- The Washington Times - Tuesday, August 31, 2010

FORT BLISS, Texas | Speaking to troops Tuesday ahead of his evening address to the nation, President Obama said even though all combat troops are leaving Iraq, the U.S. mission there isn’t over, and he asked the country to unify behind his own troop-escalation in Afghanistan.

Mr. Obama was at Fort Bliss to thank troops personally for their sacrifice and valor in helping topple Iraqi leader Saddam Hussein and quell sectarian violence.

But he also warned that “there’s still a lot of work” to be done in Iraq and that more sacrifices will be needed as U.S. troops “start taking the fight to the terrorists” in Afghanistan.

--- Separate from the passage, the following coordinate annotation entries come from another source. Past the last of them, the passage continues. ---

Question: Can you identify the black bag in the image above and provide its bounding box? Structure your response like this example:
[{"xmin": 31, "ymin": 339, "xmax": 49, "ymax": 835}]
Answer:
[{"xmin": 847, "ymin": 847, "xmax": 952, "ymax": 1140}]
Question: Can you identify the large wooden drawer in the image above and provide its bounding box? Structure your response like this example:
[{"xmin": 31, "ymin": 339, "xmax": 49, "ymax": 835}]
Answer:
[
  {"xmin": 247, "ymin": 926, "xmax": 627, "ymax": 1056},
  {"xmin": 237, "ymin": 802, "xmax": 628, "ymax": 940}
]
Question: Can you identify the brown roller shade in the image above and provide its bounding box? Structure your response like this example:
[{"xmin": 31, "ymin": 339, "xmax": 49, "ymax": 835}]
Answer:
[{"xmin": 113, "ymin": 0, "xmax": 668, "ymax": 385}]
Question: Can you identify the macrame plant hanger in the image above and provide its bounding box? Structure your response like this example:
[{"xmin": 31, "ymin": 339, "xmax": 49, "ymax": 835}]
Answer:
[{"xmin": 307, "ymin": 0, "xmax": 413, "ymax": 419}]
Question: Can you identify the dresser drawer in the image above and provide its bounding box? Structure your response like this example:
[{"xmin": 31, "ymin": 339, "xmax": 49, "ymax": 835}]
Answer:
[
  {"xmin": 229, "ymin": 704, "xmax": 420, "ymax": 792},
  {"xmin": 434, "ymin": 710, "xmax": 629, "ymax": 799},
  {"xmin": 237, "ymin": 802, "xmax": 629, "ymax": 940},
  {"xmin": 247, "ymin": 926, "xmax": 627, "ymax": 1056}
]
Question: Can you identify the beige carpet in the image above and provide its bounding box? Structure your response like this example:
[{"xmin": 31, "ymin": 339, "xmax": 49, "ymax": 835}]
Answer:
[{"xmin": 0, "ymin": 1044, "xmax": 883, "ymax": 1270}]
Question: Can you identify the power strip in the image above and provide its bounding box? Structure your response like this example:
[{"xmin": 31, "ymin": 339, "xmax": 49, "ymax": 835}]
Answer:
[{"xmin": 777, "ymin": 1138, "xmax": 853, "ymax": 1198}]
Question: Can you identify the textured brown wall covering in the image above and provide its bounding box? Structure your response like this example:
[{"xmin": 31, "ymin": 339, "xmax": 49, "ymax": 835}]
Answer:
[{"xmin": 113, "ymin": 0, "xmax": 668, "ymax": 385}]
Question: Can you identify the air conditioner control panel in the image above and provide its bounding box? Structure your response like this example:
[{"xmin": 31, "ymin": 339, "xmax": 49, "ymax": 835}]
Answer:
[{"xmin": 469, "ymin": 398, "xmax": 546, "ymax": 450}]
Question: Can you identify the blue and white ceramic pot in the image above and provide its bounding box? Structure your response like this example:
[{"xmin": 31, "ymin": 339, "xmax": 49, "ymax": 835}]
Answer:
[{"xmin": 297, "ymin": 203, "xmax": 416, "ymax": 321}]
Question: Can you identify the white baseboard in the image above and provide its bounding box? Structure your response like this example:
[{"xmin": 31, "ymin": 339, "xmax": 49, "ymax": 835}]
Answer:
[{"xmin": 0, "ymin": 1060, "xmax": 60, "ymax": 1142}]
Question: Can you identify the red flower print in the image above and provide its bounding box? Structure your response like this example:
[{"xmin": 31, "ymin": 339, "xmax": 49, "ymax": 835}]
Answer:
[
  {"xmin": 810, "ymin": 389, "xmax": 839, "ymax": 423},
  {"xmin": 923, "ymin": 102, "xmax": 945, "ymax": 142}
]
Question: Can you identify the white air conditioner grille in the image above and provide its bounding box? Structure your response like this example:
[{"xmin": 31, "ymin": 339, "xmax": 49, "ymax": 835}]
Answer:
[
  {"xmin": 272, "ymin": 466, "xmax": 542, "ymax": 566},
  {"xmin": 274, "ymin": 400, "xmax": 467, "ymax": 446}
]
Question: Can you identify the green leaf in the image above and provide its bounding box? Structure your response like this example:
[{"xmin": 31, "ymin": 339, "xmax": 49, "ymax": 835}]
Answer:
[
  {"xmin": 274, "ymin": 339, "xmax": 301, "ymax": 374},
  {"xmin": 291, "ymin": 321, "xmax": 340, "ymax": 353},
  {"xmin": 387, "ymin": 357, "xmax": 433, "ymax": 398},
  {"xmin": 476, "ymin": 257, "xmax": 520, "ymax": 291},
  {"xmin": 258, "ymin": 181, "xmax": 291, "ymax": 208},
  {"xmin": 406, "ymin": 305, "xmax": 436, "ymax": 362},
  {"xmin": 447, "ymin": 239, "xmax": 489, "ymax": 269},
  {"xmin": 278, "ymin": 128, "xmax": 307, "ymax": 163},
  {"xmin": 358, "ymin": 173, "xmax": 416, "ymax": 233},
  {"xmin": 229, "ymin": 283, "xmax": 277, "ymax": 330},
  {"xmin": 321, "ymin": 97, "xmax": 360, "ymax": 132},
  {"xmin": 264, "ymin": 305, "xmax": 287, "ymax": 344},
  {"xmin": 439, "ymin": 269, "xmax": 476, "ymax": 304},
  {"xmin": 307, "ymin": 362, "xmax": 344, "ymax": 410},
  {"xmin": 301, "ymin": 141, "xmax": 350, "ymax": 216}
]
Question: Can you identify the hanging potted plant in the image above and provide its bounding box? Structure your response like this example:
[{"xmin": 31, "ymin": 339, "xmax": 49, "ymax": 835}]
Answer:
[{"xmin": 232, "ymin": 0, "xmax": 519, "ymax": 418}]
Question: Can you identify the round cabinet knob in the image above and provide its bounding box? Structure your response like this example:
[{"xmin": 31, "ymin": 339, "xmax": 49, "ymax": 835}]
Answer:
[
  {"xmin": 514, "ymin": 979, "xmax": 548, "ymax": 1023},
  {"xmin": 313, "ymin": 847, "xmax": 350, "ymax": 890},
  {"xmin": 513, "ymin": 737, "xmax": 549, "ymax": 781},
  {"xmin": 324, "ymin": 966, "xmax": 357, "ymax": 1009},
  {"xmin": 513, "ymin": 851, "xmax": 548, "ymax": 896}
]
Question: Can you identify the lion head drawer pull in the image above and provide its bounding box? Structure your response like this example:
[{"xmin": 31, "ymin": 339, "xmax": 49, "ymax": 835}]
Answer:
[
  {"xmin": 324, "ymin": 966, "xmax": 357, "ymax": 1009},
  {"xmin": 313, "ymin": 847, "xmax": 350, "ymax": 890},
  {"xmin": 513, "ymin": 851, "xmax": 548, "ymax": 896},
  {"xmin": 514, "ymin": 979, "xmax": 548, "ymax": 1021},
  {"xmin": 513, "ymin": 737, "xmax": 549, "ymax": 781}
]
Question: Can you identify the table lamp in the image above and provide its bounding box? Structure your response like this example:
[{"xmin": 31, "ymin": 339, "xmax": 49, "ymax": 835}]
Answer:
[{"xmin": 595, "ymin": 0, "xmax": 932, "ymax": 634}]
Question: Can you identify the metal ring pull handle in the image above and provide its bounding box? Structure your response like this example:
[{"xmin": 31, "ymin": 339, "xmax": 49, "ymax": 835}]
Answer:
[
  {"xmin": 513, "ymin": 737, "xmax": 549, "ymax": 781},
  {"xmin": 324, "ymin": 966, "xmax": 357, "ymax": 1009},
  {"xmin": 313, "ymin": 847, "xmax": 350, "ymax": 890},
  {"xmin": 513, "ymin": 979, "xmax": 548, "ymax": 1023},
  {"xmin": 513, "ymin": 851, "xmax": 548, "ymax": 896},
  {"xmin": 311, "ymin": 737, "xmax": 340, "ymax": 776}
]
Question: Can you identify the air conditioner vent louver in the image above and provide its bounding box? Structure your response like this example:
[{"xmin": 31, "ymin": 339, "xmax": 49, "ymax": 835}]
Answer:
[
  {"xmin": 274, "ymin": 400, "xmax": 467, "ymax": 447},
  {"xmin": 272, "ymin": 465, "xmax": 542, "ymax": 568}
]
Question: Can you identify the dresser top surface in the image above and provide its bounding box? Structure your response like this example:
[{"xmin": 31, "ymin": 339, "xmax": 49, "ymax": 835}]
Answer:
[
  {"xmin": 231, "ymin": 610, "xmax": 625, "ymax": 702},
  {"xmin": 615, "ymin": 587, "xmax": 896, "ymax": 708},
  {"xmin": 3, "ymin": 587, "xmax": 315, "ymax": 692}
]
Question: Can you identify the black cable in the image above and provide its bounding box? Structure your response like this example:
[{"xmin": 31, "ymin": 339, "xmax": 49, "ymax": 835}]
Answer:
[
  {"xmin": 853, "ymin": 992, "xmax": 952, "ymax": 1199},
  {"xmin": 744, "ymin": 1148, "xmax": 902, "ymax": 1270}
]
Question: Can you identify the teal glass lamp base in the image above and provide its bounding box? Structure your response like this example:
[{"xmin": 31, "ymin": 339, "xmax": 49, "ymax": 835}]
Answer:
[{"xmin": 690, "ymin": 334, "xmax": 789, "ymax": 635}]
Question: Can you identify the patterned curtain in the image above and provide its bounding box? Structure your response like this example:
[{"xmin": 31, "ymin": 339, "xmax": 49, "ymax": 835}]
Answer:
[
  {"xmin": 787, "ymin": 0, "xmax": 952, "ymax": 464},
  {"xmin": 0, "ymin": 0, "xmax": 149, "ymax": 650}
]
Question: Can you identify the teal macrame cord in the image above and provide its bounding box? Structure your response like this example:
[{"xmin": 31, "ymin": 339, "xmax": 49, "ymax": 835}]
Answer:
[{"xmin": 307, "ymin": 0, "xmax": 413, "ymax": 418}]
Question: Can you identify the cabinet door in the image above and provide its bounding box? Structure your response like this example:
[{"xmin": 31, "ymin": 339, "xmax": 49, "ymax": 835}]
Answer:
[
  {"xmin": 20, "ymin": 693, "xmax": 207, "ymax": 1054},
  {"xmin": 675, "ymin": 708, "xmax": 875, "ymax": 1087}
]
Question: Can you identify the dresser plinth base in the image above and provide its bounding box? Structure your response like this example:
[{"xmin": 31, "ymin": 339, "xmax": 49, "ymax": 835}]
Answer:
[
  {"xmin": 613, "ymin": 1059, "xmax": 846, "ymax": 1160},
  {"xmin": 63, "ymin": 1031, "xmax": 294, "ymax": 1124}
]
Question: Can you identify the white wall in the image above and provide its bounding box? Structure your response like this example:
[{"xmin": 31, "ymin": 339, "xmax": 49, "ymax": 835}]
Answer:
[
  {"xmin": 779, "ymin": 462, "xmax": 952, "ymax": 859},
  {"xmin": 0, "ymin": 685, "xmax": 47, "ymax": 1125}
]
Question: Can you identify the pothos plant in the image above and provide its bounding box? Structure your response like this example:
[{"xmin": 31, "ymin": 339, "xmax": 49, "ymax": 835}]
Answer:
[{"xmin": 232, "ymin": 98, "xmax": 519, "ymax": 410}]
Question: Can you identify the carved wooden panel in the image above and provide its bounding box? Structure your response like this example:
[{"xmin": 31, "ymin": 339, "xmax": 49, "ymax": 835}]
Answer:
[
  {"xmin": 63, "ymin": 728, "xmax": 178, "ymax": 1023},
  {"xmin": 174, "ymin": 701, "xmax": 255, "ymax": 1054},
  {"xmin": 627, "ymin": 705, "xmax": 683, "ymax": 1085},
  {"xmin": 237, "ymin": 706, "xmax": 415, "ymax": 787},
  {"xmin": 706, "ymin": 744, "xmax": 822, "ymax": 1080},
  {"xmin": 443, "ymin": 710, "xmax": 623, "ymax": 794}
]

“It is going to be a tough slog, but what I know is that after 9/11, this country was unified in saying we are not going to let something like that happen again,” he said of Afghanistan. “We are going to go after those who perpetrated that crime, and we are going to make sure that they do not have safe haven.”

U.S. troops have fulfilled their agreement with Iraq, signed in the waning days of the Bush administration, to remove combat troops by the end of August, and the White House has spent the last few days highlighting the accomplishment.

The president will deliver an address from the Oval Office later Tuesday, but he said it is “not going to be a victory lap.”

Mr. Obama opposed President George W. Bush’s 2007 troop surge that is credited with helping create the space needed for political leaders to settle some differences, and even voted for a resolution disapproving of the escalation.

The White House says the president never doubted the ability of the troops to help improve security.

Republicans said Mr. Obama has had to essentially embrace Mr. Bush’s plans and the work of his generals, including .

“By adopting the Bush administration’s plan for winding down the war and transitioning security responsibilities to the Iraqi military over time the president has enabled us and the Iraqis to build on the gains our troops have made,” Senate Minority Leader Mitch McConnell, Kentucky Republican, said in a speech to the Lexington Public Policy Luncheon.

Mr. Obama called Mr. Bush Tuesday morning from Air Force One, White House aides said, though they declined to give details of the conversation.

About 50,000 U.S. troops will remain in Iraq to continue training Iraqi security forces and conducting anti-terrorism missions, and Mr. Obama stressed to the troops that the U.S. remains fully engaged.

Still, the problems seem to be more political than anything else. In recent months, Iraq’s politicians have been unable to form a new government and some analysts fear the country could return to chaos.